There are many Background Modeling Methods! Each method has its own advantages and disadvantages! Here we will briefly introduce the background Modeling Method Based on GMM + HSV.
I. Background Modeling Algorithm
As a background modeling algorithm, when applied to real-time video monitoring, the following conditions must be met:
1) It can adapt to light changes, the leaf swing, and anti-interference.
2) It can cope with significant changes in the mean and variance of background information. To address this problem, we often use multiple models, such as Gaussian mixture Background Modeling.
3) it can handle the shadows of moving objects and detect moving objects in the shade.
4) fast computing, real-time monitoring. Currently, the common video stream is 25 FPS. Therefore, the actual processing time of an image is only 40 ms. Therefore, the simpler the processing algorithm, the better.
Ii. Background Modeling Algorithm for the background
In comparison, the Background Modeling Algorithm Based on HSV has the following advantages:
1
In this way, the image does not have to change the image's HSV value. Therefore, it can well suppress the changes in illumination and the small jitter of the camera. However, when the target is large, it will also make an error, missed detection.
2) fast computing speed. For 352*288 images, the 15mspf speed can be reached without downsampling rate. This is better than the Gaussian mixture model.
3) It can track fast moving targets in real time and has good effects on small targets.
4) It can effectively suppress noise and avoid the spot noise during gaussian background modeling. Therefore, no filtering operation is required, saving time.
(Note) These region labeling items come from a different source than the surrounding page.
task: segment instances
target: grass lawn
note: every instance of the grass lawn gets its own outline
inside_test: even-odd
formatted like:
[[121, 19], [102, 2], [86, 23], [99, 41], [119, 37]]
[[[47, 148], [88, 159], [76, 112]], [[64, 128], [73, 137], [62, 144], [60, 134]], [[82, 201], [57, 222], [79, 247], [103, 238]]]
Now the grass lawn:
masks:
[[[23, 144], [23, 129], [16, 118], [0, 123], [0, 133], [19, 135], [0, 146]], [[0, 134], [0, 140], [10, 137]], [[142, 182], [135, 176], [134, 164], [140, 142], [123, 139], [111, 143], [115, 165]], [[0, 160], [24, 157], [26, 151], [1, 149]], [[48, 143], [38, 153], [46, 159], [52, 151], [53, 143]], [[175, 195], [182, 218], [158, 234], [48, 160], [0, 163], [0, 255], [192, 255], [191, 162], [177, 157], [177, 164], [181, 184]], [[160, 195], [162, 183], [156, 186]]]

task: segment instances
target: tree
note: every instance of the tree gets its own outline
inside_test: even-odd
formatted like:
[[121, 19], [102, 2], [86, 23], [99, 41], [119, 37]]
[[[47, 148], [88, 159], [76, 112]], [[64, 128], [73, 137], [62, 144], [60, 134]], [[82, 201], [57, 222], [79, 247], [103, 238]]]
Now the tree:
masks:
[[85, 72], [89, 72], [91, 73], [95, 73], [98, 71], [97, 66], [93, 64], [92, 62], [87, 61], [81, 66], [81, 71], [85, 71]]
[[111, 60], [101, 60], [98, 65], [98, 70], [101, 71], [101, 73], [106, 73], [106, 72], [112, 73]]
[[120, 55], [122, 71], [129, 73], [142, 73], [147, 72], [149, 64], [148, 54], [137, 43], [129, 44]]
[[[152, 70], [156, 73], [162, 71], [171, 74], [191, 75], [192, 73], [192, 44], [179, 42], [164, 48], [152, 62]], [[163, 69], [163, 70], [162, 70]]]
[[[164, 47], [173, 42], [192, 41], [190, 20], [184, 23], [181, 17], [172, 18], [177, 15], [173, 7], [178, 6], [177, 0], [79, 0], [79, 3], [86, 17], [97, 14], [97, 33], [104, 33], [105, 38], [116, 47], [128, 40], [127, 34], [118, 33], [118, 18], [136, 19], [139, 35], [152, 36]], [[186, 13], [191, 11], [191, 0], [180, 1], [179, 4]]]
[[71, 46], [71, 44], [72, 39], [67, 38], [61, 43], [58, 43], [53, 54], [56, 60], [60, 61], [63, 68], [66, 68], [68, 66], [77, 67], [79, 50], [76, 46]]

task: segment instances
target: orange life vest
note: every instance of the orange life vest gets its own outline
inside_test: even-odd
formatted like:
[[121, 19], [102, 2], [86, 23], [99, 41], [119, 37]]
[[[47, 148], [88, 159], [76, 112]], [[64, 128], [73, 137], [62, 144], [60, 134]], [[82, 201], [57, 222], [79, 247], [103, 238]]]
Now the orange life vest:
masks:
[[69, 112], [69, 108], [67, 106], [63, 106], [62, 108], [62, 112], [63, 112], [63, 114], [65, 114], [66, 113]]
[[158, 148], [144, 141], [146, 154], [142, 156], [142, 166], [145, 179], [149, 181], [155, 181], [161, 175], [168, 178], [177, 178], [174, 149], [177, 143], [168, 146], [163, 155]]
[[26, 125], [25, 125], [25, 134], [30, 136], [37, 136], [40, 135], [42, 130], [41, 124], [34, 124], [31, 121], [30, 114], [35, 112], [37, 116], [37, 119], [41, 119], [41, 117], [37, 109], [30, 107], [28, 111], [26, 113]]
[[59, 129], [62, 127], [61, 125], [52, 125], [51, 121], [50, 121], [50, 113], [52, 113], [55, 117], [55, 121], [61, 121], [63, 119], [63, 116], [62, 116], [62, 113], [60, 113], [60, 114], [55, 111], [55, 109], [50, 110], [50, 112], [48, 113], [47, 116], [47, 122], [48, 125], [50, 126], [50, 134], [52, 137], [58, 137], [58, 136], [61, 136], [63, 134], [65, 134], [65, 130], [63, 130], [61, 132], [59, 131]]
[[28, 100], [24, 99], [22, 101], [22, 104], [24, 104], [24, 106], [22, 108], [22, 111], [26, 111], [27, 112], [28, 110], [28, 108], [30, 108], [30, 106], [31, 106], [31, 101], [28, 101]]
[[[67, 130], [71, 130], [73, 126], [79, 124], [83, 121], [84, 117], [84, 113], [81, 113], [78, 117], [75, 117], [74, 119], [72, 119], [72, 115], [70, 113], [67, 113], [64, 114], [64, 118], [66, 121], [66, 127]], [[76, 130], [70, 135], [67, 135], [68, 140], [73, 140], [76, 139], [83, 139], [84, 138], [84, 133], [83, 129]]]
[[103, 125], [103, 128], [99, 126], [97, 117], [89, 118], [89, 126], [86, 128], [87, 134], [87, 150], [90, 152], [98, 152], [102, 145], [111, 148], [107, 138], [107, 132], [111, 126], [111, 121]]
5) It is complex for lighting changes, swinging trees, fluctuating lakes, and flickering monitors, there are also situations in which new objects enter or old objects are removed from the background,
6) The disadvantage is that motion shadows are not solved.
Iii. Calculation of HSV
1. computing process
The most basic HSV operator is to compare the center pixel with each pixel in its 3 × 3 neighborhood. If the gray value of the neighboring pixel is greater than or equal to the gray value of the center pixel, set the value of the neighboring pixel in the sequence of binary values of the HSV to 1; otherwise, set it to 0. Finally, an eight-bit binary number formed by sorting in a certain order is obtained by the 8 pixels in the 3 × 3 neighborhood. The decimal number of this value is used as the BPS value of this pixel, its size range is 0 ~ 255.
Recently, I am going to sort out the background modeling algorithms of the source code library and the GMM, and share them with you!